Dave Towey, Anthony Bellotti, Matthew Pike

IEEE International Conference on Teaching, Assessment, and Learning for Engineering (TALE), December 2025

teaching evaluation, large language models, metamorphic testing, oracle problem, higher education, open educational resource

Abstract

This paper proposes a novel framework for evaluating teaching quality in higher education (HE) through the use of multiple large language models (LLMs). The paper draws an analogy between the distinct "personalities" of different LLMs and the varied perspectives of human peer reviewers. This analogy is used to explore the inherent difficulty in objectively assessing teaching effectiveness, which we describe as an instance of the "oracle problem" — a well-studied area of software testing/engineering where categorical determination of correctness may not be possible. Traditional teaching/teacher evaluation methods are notoriously subjective and biased. Our proposed solution uses a suite of LLMs as a "panel of peer reviewers," taking advantage of their diverse analytical styles (personalities). The framework incorporates a validation layer based on metamorphic testing (MT), a software-testing approach with an excellent record of alleviating the oracle problem.

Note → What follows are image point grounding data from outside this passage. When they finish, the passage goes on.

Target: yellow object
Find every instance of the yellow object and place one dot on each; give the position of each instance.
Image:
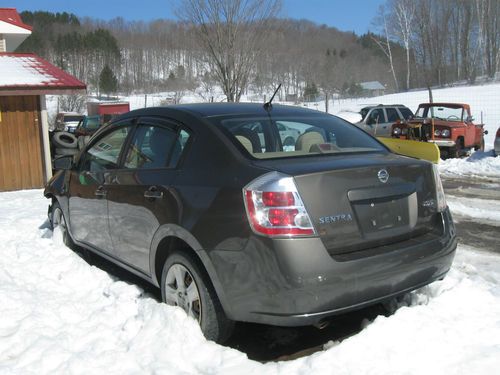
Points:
(415, 149)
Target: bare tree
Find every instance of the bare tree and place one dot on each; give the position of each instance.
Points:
(385, 42)
(232, 33)
(403, 12)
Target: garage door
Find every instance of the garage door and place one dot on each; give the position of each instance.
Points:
(20, 148)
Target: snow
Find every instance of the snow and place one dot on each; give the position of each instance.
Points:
(15, 70)
(483, 100)
(61, 315)
(479, 210)
(478, 165)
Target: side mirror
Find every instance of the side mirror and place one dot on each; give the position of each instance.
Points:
(63, 163)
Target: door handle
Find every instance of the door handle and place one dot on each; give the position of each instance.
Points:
(100, 192)
(153, 193)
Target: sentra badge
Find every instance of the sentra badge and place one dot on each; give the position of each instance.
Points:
(335, 219)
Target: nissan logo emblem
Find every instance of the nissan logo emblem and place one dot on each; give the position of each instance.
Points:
(383, 175)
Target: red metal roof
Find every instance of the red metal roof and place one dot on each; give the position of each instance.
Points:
(25, 71)
(11, 16)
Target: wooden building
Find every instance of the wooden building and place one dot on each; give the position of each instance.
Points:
(25, 80)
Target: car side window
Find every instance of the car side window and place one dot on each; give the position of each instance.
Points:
(406, 113)
(376, 117)
(392, 115)
(105, 153)
(179, 146)
(153, 146)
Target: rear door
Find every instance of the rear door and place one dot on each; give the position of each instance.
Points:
(140, 195)
(88, 188)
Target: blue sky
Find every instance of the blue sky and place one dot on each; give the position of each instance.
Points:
(346, 15)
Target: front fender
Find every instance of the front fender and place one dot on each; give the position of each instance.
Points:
(173, 230)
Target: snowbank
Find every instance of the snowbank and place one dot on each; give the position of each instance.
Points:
(478, 165)
(61, 315)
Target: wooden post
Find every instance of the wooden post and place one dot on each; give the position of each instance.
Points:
(47, 161)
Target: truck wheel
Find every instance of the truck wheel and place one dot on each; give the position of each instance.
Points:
(185, 285)
(481, 145)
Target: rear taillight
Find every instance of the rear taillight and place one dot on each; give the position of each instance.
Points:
(274, 207)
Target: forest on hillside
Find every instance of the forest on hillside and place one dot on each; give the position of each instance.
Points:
(417, 43)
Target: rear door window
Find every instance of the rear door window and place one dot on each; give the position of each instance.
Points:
(155, 146)
(406, 113)
(104, 154)
(392, 115)
(376, 116)
(264, 137)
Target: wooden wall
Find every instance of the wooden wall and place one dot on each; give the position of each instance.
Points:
(20, 143)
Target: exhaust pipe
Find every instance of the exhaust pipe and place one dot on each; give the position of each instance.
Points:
(322, 324)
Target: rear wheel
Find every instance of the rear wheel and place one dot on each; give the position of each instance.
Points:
(184, 284)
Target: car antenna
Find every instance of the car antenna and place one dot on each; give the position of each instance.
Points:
(268, 105)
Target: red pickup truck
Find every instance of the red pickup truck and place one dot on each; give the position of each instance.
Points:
(449, 125)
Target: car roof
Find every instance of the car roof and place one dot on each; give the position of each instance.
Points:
(224, 109)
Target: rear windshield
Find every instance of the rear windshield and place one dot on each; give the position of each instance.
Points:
(277, 137)
(72, 118)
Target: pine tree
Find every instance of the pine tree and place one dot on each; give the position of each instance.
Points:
(107, 81)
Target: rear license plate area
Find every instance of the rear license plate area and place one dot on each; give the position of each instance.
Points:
(375, 215)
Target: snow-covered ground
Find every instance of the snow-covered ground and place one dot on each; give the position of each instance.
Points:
(60, 315)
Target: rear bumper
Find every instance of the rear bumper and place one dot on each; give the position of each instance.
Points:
(296, 282)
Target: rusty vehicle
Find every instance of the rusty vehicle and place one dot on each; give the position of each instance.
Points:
(449, 126)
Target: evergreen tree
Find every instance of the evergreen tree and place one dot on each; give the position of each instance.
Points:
(107, 81)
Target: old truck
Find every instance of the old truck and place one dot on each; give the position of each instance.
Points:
(449, 126)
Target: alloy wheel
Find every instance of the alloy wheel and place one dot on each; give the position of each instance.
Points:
(181, 290)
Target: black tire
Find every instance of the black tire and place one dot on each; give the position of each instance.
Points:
(206, 308)
(64, 140)
(57, 219)
(66, 151)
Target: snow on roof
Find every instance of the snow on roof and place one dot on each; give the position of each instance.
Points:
(11, 16)
(29, 71)
(372, 85)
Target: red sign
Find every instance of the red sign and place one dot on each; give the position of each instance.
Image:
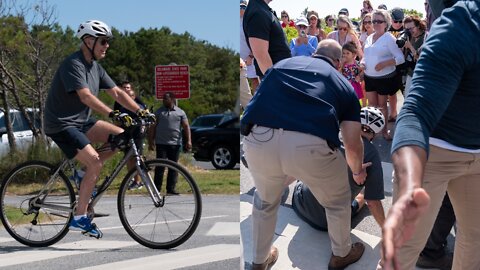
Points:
(175, 79)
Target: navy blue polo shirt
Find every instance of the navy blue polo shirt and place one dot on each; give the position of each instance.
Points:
(304, 94)
(260, 21)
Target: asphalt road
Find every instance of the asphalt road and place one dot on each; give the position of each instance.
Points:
(214, 245)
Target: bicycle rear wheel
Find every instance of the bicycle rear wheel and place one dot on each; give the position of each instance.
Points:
(31, 225)
(165, 226)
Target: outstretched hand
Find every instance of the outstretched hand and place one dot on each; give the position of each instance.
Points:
(400, 224)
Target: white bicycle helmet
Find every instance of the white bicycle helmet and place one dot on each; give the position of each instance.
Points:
(94, 28)
(372, 118)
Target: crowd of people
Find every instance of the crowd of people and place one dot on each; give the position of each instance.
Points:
(378, 56)
(377, 71)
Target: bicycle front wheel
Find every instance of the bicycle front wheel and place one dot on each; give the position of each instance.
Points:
(32, 213)
(165, 226)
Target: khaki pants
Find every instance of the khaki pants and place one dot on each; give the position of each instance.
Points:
(459, 173)
(275, 154)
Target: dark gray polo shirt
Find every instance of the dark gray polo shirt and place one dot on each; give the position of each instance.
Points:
(63, 108)
(169, 126)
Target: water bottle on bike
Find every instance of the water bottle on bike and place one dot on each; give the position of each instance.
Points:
(77, 178)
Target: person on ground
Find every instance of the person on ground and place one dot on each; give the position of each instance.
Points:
(68, 121)
(436, 147)
(283, 143)
(311, 211)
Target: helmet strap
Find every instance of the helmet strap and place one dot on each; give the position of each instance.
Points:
(92, 49)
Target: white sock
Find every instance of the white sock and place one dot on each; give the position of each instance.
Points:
(79, 217)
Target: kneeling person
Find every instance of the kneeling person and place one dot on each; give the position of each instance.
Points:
(312, 212)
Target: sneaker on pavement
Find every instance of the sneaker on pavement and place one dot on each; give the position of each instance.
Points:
(86, 227)
(443, 263)
(339, 263)
(135, 185)
(267, 265)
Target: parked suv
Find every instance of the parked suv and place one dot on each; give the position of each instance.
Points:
(219, 144)
(21, 131)
(210, 120)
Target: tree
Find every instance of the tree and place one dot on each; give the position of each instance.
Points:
(30, 53)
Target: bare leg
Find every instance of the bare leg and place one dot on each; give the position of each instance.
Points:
(372, 99)
(382, 104)
(376, 208)
(393, 106)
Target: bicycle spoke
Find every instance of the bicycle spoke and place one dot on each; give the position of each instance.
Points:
(47, 218)
(173, 222)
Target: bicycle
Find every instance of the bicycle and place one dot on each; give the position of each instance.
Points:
(37, 200)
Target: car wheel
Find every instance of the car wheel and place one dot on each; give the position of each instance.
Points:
(222, 157)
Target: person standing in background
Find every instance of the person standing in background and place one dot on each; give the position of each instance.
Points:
(167, 137)
(264, 35)
(245, 52)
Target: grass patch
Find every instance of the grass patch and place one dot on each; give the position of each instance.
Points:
(209, 181)
(16, 216)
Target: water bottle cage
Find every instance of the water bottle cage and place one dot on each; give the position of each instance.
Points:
(119, 141)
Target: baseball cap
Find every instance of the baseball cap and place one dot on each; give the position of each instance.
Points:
(301, 21)
(397, 14)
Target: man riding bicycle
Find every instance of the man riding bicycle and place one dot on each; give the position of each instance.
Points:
(71, 99)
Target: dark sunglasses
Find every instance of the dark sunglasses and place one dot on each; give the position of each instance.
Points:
(104, 42)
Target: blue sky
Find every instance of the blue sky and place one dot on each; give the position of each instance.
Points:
(215, 21)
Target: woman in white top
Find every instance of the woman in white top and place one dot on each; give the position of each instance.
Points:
(366, 27)
(381, 55)
(346, 33)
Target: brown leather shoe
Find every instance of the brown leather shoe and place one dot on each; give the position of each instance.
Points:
(339, 263)
(267, 265)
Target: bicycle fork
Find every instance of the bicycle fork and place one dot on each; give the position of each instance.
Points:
(158, 200)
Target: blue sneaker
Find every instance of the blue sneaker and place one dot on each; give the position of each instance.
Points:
(86, 227)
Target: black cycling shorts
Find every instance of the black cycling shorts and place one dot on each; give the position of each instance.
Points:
(72, 139)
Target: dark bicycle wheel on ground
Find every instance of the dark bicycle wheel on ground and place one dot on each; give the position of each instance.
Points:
(160, 226)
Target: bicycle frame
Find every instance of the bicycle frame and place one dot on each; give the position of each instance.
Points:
(139, 165)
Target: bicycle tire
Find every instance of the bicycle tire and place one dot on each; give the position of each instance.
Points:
(22, 185)
(150, 225)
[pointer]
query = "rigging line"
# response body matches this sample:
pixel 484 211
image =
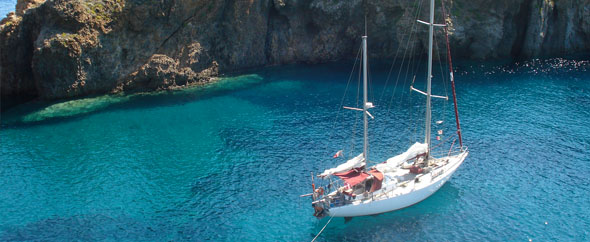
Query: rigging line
pixel 413 30
pixel 314 238
pixel 419 6
pixel 358 91
pixel 395 59
pixel 342 99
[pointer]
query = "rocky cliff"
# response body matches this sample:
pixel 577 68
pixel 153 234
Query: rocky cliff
pixel 68 48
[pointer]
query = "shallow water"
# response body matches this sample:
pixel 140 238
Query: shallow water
pixel 228 161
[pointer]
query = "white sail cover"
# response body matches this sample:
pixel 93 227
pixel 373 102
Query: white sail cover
pixel 393 163
pixel 355 162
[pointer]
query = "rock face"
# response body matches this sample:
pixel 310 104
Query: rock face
pixel 69 48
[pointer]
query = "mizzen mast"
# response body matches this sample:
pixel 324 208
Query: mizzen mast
pixel 365 104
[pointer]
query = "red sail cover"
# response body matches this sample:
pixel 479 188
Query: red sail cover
pixel 352 177
pixel 377 181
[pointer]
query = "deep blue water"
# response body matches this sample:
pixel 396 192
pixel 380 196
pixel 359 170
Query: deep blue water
pixel 228 161
pixel 6 6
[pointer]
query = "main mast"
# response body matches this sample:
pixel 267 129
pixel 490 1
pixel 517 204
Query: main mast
pixel 428 91
pixel 366 132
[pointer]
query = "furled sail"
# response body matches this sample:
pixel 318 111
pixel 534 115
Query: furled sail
pixel 355 162
pixel 392 163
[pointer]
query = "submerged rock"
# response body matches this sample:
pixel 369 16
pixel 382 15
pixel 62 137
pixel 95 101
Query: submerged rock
pixel 71 48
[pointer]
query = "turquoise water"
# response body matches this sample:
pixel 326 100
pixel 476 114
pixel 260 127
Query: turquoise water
pixel 228 161
pixel 6 6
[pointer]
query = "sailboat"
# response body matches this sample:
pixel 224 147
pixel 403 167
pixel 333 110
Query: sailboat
pixel 400 181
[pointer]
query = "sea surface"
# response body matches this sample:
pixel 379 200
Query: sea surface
pixel 6 6
pixel 228 161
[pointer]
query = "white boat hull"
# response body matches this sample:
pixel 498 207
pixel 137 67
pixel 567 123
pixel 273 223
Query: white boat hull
pixel 401 197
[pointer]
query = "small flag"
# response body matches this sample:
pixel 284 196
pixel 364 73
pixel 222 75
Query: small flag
pixel 338 154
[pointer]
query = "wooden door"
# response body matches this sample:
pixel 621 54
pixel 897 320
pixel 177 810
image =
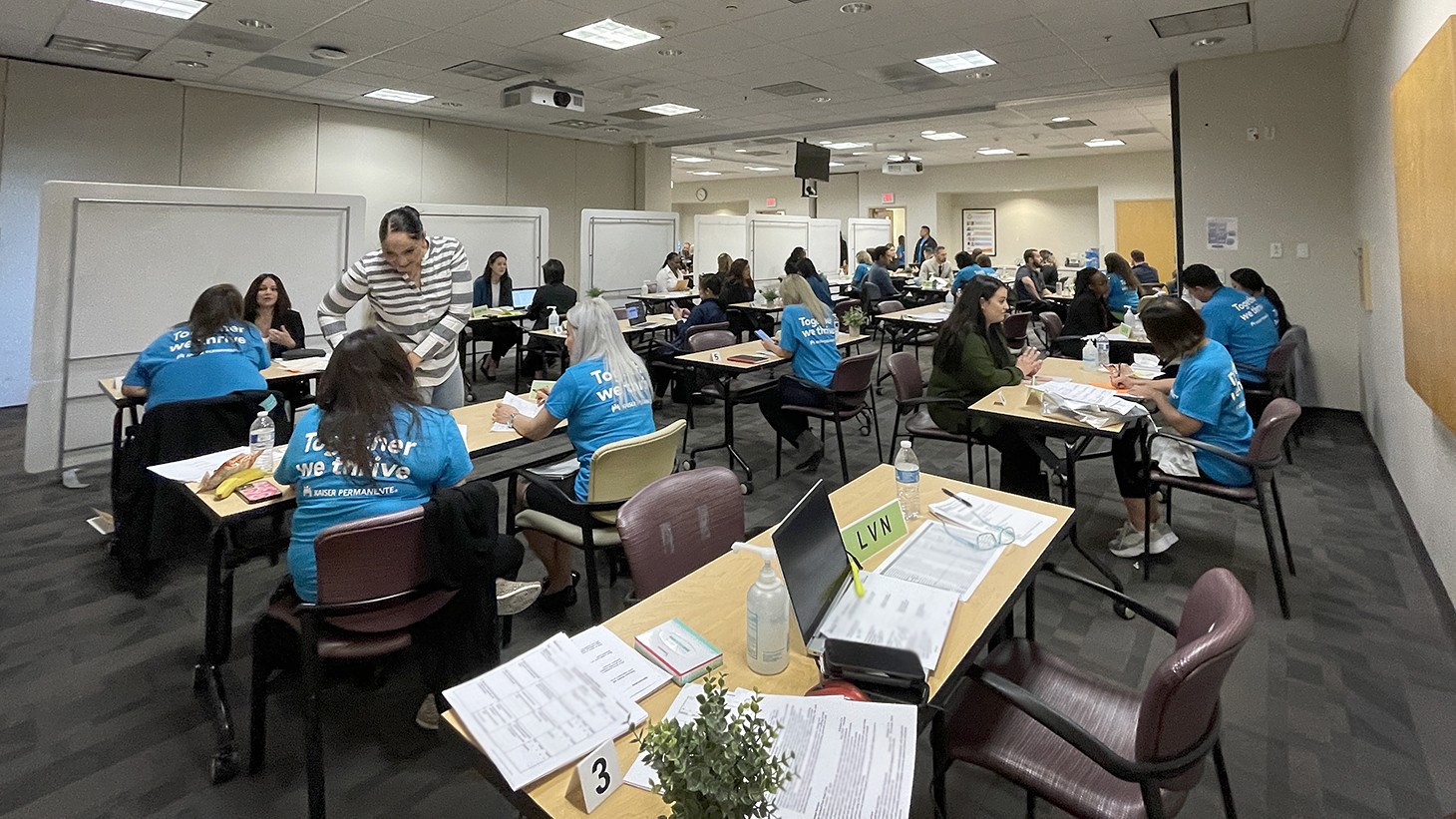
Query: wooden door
pixel 1148 224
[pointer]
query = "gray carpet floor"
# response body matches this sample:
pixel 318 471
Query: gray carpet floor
pixel 1345 710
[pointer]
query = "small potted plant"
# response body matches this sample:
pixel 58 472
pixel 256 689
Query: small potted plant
pixel 719 765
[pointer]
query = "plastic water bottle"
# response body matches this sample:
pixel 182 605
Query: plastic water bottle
pixel 908 481
pixel 768 640
pixel 259 440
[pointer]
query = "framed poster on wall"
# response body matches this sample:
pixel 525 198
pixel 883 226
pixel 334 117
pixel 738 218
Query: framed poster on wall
pixel 978 229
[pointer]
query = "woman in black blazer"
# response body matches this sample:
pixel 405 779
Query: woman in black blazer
pixel 493 288
pixel 268 306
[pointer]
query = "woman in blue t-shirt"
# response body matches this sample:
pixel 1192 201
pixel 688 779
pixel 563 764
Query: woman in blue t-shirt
pixel 604 397
pixel 214 353
pixel 806 334
pixel 1203 402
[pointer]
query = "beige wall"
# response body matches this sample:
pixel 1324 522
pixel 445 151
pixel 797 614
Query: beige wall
pixel 76 124
pixel 1418 451
pixel 1294 189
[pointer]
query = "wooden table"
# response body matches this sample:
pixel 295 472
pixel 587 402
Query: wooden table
pixel 712 603
pixel 717 364
pixel 224 516
pixel 1034 427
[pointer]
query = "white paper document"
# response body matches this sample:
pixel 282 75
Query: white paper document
pixel 617 663
pixel 896 614
pixel 991 516
pixel 942 559
pixel 849 758
pixel 522 404
pixel 542 711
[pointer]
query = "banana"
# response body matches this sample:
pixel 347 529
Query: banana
pixel 230 484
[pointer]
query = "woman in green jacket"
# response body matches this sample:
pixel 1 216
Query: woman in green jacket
pixel 971 360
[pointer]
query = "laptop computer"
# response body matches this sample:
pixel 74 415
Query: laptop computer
pixel 813 560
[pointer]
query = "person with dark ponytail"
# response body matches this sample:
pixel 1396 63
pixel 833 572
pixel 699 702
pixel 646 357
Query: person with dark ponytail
pixel 1248 280
pixel 211 354
pixel 420 291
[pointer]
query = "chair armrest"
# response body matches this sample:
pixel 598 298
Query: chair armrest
pixel 1129 603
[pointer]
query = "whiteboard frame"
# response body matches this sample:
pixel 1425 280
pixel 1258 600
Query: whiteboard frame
pixel 594 217
pixel 537 218
pixel 51 360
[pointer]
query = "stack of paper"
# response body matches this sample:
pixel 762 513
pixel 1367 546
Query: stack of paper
pixel 849 758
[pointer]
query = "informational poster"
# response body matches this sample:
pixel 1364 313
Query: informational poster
pixel 1224 233
pixel 978 229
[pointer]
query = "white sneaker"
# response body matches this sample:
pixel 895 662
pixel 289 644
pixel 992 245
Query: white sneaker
pixel 1130 544
pixel 513 597
pixel 428 716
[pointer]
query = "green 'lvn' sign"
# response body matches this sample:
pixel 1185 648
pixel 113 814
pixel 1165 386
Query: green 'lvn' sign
pixel 876 531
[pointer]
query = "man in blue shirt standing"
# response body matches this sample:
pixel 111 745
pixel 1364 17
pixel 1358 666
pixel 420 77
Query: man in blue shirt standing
pixel 1238 321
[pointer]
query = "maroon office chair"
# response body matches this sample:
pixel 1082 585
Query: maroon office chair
pixel 1092 746
pixel 679 524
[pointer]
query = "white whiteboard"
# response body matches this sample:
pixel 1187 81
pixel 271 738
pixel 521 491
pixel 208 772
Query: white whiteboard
pixel 522 233
pixel 864 233
pixel 118 264
pixel 771 240
pixel 825 245
pixel 622 248
pixel 718 234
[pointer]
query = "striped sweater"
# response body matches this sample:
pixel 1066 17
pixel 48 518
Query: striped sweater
pixel 426 321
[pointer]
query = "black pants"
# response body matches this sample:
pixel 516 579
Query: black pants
pixel 790 424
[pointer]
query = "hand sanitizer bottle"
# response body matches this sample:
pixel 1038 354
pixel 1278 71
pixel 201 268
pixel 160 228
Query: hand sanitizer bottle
pixel 768 616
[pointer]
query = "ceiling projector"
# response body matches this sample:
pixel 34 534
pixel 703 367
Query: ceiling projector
pixel 544 94
pixel 903 168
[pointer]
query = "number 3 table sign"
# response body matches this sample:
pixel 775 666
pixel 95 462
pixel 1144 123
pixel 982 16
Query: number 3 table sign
pixel 598 774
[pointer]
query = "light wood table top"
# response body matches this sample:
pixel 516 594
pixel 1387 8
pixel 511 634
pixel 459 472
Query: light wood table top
pixel 1018 400
pixel 712 603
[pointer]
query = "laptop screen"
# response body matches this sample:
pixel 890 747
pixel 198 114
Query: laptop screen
pixel 811 556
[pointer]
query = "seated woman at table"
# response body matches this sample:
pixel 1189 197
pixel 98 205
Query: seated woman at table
pixel 1205 401
pixel 268 306
pixel 370 448
pixel 1088 313
pixel 709 309
pixel 493 288
pixel 594 416
pixel 1124 287
pixel 973 360
pixel 1248 280
pixel 807 337
pixel 209 354
pixel 816 281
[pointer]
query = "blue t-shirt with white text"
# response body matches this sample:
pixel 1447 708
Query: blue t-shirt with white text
pixel 816 356
pixel 418 456
pixel 230 360
pixel 597 413
pixel 1208 389
pixel 1247 325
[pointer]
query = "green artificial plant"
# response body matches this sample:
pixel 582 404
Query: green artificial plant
pixel 719 765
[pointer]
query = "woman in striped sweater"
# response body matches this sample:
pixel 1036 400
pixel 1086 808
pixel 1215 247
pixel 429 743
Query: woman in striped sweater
pixel 420 291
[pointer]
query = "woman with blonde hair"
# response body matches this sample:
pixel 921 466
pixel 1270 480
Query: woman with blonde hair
pixel 807 335
pixel 606 397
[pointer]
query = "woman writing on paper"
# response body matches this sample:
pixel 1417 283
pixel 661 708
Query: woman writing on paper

Instead of focusing on individual correctness, MT uses relations (called metamorphic relations, MRs) to help identify errors or mistakes. This work is contextualised within the recent, rapid adoption of generative AI in HE, particularly within Sino-foreign HE institutions (SfHEIs). A key aim of this project is to package this framework into a dual-purpose open educational resource (OER): a formal tool to support teaching/teacher evaluation, and a resource to help educators, both in-service and pre-service, with their self-reflection and continuous professional development (CPD).